Luigi Miradori dit le Génois, Naissance de la Vierge (1642 ; toile, 188 x 276 cm ; Crémone, Museo Civico Ala Ponzone) |
Luigi Miradori dit Genovesino, Décapitation de saint Paul (1642 ; toile, 190,5 x 260 cm ; Crémone, Museo Civico Ala Ponzone) |
Le rocher avec la référence à Guercino |
Luigi Miradori dit Genovesino, Annonciation (toile, 280 x 190 cm ; San Martino dell’Argine, Santi Fabiano e Sebastiano) |
Luigi Miradori dit Genovesino, Martyre et gloire de sainte Ursule (tous deux: 1652 ; panneau, 208 x 85,2 cm ; Crémone, Santi Marcellino e Pietro) |
Détail du premier plan du Martyre de sainte Ursule |
Luigi Miradori dit le Genovesino, Repos pendant la fuite en Égypte (1651 ; toile, 328 x 220 cm ; Crémone, Sant’Imerio) |
Ange au premier plan dans Le repos pendant la fuite en Égypte |
La carte dans le Repos pendant la fuite en Égypte |
La Madone dans le Repos pendant la fuite en Égypte |
La Multiplication des pains et des poissons de Genovesino à l’hôtel de ville de Crémone |
Une exposition proposant une réévaluation critique du Genovesino s’imposait. Cette lacune est enfin comblée, avec une exposition importante qui rassemble une grande partie de la production connue de l’artiste et couvre également le reste de la ville. Une exposition de reconnaissance et de recherche, comme c’est le cas pour toute première exposition monographique, d’autant plus qu’elle nous a obligés, écrivent les trois commissaires, à “mettre de l’ordre dans la carrière” du Genovesino, une tâche qui n’est pas facile, étant donné qu’il n’y a pas beaucoup de points fixes qui ponctuent la parabole de ce peintre imaginatif du XVIIe siècle, Il a su explorer habilement les registres les plus variés, de l’art religieux élevé à la peinture de genre triviale, sans dédaigner le macabre et le bizarre, et il était également à l’aise avec un lyrisme intimiste, avec un art engagé plein de références littéraires, avec le naturalisme typique du siècle et caractérisé par une verve narrative typiquement lombarde. Un peintre tellement habitué à évoluer sur plusieurs niveaux que toute tentative d’établir une chronologie précise serait vaine, à tel point que les commissaires ne se risquent prudemment pas à émettre des hypothèses de dates pour des tableaux qui n’ont pas de fondement solide. En ce sens, l’exposition (dont le projet a impliqué de nombreux jeunes du département de musicologie et de patrimoine culturel de l’université de Pavie, basée à Crémone) est donc aussi un “moment de vérification” que les chercheurs peuvent discuter. Une véritable exposition d’histoire de l’art, en somme, qui permet de faire avancer le sujet et qui présente un intérêt certain pour le public.

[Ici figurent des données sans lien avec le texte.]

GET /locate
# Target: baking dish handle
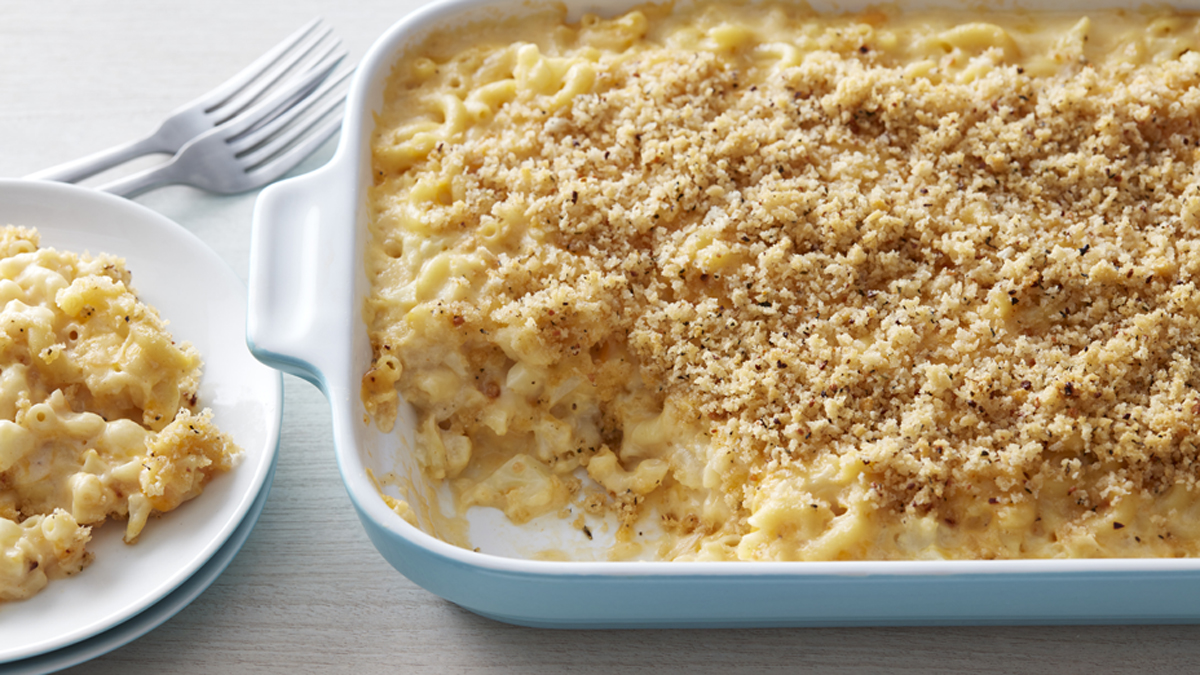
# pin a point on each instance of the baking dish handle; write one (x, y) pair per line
(299, 297)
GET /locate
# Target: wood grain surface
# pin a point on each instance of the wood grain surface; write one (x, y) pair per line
(309, 592)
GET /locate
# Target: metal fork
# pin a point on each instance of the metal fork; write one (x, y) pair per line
(237, 112)
(256, 147)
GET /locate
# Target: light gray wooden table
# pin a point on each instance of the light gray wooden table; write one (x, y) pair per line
(309, 592)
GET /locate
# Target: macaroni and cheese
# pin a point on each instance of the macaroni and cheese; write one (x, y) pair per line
(97, 411)
(799, 286)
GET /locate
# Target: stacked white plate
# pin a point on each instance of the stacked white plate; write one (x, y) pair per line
(129, 590)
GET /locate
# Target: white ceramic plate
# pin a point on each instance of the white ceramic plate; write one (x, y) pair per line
(151, 617)
(204, 303)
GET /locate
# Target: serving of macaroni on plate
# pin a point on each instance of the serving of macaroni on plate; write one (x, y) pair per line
(790, 286)
(99, 412)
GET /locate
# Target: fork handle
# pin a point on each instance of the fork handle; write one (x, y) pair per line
(91, 165)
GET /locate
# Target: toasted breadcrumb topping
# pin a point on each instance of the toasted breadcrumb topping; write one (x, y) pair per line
(973, 287)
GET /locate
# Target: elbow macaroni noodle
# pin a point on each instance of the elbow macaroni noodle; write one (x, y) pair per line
(797, 286)
(97, 411)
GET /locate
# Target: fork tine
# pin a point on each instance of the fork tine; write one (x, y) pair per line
(262, 142)
(281, 163)
(277, 101)
(229, 88)
(286, 65)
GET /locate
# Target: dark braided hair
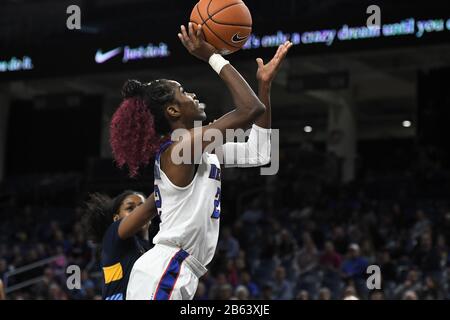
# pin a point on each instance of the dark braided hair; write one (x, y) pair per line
(99, 213)
(139, 123)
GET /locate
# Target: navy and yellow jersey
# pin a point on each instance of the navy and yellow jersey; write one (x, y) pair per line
(118, 258)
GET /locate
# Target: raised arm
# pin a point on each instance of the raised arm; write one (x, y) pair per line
(265, 75)
(248, 106)
(256, 151)
(138, 218)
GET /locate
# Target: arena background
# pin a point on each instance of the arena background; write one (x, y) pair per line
(364, 158)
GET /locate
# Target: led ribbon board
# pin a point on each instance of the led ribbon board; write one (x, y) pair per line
(329, 37)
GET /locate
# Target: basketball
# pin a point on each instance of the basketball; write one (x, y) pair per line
(227, 24)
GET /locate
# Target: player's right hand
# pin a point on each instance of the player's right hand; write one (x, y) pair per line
(195, 42)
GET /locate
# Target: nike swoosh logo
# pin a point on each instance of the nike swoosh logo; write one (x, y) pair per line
(102, 57)
(237, 38)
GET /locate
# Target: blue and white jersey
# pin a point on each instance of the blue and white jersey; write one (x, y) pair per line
(190, 215)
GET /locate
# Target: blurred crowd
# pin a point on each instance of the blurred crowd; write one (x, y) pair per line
(292, 236)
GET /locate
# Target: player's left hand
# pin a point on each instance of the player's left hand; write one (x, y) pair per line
(267, 72)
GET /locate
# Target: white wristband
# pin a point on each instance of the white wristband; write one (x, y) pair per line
(217, 62)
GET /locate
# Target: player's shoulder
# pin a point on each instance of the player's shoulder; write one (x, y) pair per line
(111, 234)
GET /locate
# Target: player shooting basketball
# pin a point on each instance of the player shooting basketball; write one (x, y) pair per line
(187, 195)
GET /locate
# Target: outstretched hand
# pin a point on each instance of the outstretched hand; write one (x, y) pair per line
(267, 72)
(194, 42)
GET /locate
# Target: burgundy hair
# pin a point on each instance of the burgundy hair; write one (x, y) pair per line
(139, 123)
(132, 135)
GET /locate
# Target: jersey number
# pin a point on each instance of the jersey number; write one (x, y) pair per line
(158, 200)
(216, 212)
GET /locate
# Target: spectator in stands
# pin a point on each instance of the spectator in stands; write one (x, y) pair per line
(376, 295)
(427, 257)
(355, 266)
(282, 287)
(411, 284)
(2, 291)
(229, 244)
(410, 295)
(324, 294)
(242, 293)
(302, 295)
(252, 287)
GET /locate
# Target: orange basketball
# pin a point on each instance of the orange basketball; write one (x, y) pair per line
(226, 24)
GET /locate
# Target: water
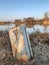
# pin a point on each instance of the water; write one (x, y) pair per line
(38, 28)
(34, 29)
(6, 27)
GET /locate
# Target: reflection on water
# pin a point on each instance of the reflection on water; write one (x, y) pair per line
(6, 27)
(34, 29)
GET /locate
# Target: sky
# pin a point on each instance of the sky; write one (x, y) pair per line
(19, 9)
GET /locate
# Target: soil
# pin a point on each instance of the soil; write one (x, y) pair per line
(40, 48)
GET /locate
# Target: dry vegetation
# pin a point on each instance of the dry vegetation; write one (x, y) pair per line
(39, 43)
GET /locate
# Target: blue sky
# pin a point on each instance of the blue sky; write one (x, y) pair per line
(13, 9)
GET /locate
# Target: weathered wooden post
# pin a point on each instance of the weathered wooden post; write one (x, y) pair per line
(20, 43)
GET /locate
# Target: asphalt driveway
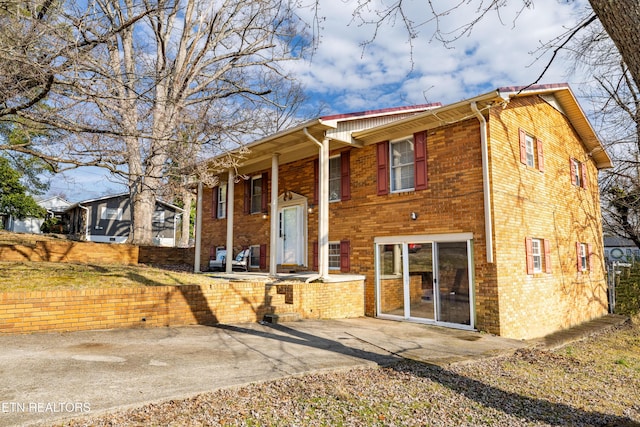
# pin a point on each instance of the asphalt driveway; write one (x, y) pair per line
(46, 378)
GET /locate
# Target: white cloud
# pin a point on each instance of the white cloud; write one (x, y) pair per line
(497, 53)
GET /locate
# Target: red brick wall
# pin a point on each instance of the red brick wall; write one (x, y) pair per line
(223, 302)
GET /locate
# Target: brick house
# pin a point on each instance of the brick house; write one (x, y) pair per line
(482, 214)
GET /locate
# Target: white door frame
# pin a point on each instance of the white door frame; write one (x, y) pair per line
(288, 200)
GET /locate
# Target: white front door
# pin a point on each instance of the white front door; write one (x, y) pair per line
(291, 236)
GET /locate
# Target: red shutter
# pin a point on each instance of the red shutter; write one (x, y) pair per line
(540, 155)
(578, 254)
(265, 192)
(315, 256)
(345, 175)
(247, 196)
(263, 257)
(547, 256)
(420, 160)
(583, 172)
(214, 202)
(316, 178)
(345, 264)
(523, 146)
(383, 168)
(529, 252)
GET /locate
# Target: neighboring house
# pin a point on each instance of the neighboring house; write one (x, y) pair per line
(108, 219)
(621, 250)
(55, 206)
(483, 214)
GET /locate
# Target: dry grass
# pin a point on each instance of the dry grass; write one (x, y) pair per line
(41, 276)
(44, 276)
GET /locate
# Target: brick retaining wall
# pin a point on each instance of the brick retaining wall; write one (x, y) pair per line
(101, 253)
(220, 302)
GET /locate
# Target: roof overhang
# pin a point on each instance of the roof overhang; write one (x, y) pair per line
(462, 110)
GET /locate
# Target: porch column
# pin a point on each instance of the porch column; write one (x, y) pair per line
(198, 248)
(323, 210)
(230, 203)
(273, 234)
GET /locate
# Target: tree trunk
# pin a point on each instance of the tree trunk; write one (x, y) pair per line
(187, 200)
(621, 20)
(143, 205)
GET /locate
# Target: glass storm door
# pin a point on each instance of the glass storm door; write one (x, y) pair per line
(290, 236)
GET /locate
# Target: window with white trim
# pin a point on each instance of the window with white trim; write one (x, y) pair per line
(254, 260)
(158, 217)
(530, 150)
(583, 257)
(111, 214)
(334, 255)
(576, 175)
(335, 178)
(536, 253)
(256, 194)
(402, 164)
(222, 200)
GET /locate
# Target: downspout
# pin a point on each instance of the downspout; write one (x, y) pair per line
(488, 219)
(198, 248)
(86, 223)
(323, 208)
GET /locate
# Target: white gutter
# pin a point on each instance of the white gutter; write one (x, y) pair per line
(86, 225)
(323, 204)
(488, 219)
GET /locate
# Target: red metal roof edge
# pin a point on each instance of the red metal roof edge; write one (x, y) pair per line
(382, 111)
(534, 87)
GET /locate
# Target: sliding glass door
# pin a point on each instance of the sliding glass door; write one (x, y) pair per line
(424, 280)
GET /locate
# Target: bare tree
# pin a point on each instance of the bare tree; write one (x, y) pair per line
(125, 105)
(616, 102)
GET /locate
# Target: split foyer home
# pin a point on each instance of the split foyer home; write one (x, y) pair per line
(482, 214)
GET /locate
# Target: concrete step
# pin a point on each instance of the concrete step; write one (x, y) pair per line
(277, 318)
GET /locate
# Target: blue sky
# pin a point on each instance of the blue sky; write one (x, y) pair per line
(347, 78)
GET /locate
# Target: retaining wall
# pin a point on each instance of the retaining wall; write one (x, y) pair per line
(223, 302)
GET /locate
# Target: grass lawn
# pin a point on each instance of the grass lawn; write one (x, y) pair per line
(45, 276)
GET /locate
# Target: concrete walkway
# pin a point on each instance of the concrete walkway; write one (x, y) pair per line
(46, 378)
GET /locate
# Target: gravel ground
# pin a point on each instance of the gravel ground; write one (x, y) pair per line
(595, 382)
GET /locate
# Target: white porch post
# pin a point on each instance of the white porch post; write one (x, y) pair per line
(273, 239)
(198, 248)
(323, 210)
(230, 200)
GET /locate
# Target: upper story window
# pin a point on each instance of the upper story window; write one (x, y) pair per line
(222, 200)
(158, 217)
(339, 178)
(402, 164)
(114, 214)
(578, 173)
(531, 151)
(584, 251)
(335, 175)
(256, 194)
(538, 253)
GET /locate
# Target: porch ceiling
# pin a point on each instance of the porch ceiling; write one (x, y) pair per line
(291, 145)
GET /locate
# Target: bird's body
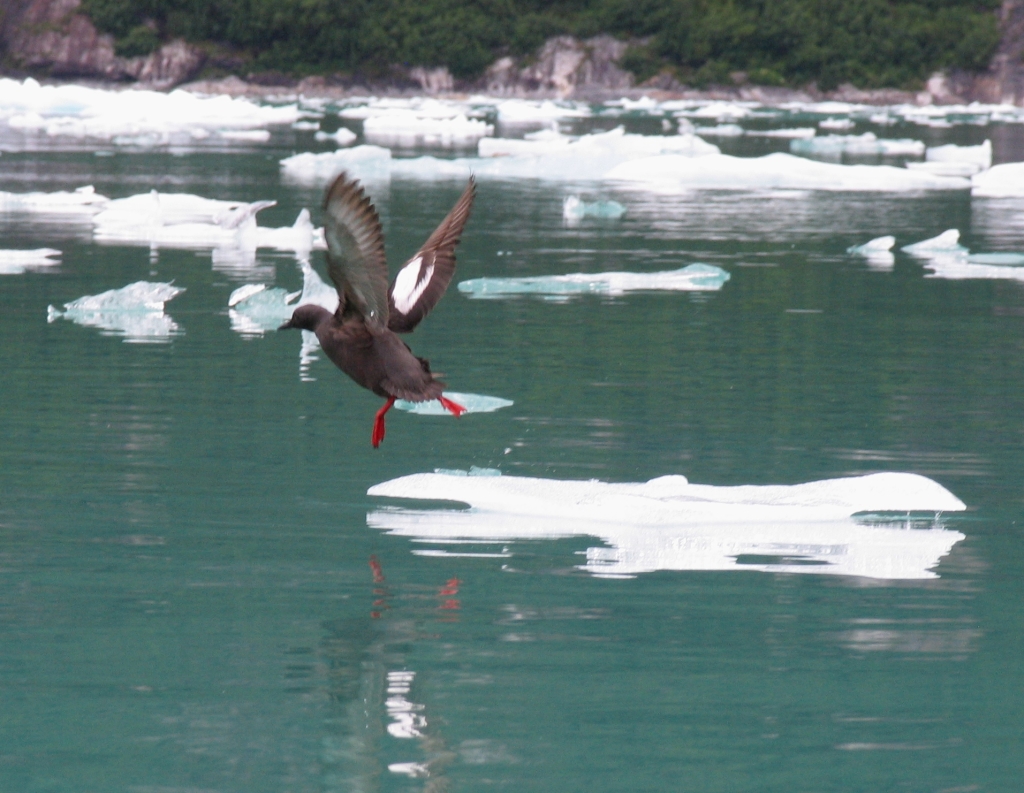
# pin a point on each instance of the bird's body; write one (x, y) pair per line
(360, 337)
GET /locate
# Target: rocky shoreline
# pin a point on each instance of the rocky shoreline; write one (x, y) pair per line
(50, 38)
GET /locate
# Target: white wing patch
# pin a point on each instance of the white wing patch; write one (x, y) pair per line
(410, 285)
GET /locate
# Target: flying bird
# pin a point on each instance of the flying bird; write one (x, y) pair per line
(361, 336)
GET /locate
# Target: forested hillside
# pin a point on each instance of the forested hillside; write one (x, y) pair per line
(869, 43)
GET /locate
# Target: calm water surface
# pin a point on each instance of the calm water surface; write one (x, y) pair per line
(190, 597)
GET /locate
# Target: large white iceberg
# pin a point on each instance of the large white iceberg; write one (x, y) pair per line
(130, 116)
(980, 155)
(367, 163)
(945, 244)
(183, 220)
(134, 311)
(692, 278)
(573, 208)
(865, 144)
(668, 524)
(13, 262)
(1003, 266)
(670, 172)
(1005, 180)
(407, 128)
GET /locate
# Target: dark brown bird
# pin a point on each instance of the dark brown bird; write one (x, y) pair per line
(360, 337)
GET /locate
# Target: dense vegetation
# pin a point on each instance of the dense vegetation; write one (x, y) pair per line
(867, 42)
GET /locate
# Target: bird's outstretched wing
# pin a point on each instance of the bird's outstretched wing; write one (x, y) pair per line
(355, 256)
(423, 280)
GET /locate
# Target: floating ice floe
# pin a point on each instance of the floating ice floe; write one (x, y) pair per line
(1005, 180)
(473, 403)
(574, 209)
(774, 171)
(719, 111)
(84, 201)
(366, 163)
(945, 244)
(837, 125)
(720, 130)
(948, 259)
(1003, 266)
(692, 278)
(248, 135)
(587, 158)
(976, 155)
(877, 251)
(133, 117)
(668, 524)
(865, 144)
(13, 262)
(655, 162)
(406, 128)
(512, 112)
(255, 308)
(796, 133)
(343, 136)
(182, 220)
(135, 311)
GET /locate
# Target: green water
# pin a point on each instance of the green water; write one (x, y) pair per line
(186, 596)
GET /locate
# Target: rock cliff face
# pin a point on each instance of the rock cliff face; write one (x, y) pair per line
(51, 38)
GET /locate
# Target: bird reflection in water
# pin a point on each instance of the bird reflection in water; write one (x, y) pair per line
(374, 692)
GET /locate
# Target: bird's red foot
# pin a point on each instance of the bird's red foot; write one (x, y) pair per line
(378, 433)
(452, 407)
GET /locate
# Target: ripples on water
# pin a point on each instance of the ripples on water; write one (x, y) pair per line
(196, 592)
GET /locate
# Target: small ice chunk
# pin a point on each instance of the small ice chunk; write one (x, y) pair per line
(721, 130)
(300, 237)
(945, 168)
(367, 163)
(878, 245)
(774, 171)
(256, 308)
(249, 135)
(131, 117)
(867, 144)
(1005, 259)
(950, 153)
(409, 128)
(692, 278)
(473, 403)
(945, 244)
(343, 136)
(796, 133)
(82, 201)
(837, 125)
(134, 311)
(1006, 180)
(574, 209)
(13, 262)
(877, 251)
(525, 112)
(983, 265)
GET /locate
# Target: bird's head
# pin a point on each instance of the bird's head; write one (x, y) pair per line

Le Genovesino, il faut le souligner, n’est pas un simple artiste local: c’est un peintre extrêmement fascinant, qui a su s’inspirer de réalités artistiques très différentes, malgré l’espace géographique restreint dans lequel il s’est déplacé, et se plonger dans ses figurations agitées équivaut à ouvrir un livre d’histoire du XVIIe siècle. En ce sens, les attentes n’ont pas été déçues, car l’exposition s’appuie également sur un parcours didactique très efficace, comprenant une application très utile pour smartphones et tablettes, qui peut être téléchargée gratuitement et qui contient des informations supplémentaires et des descriptions de la plupart des peintures exposées. Le catalogue publié par Officina Libraria, avec ses quatre essais concis mais complets (sur la fortune critique, les expériences de jeunesse, l’activité à Crémone, les thèmes), constitue une monographie actualisée de Genovesino et un nouveau point de référence important pour les études sur l’artiste.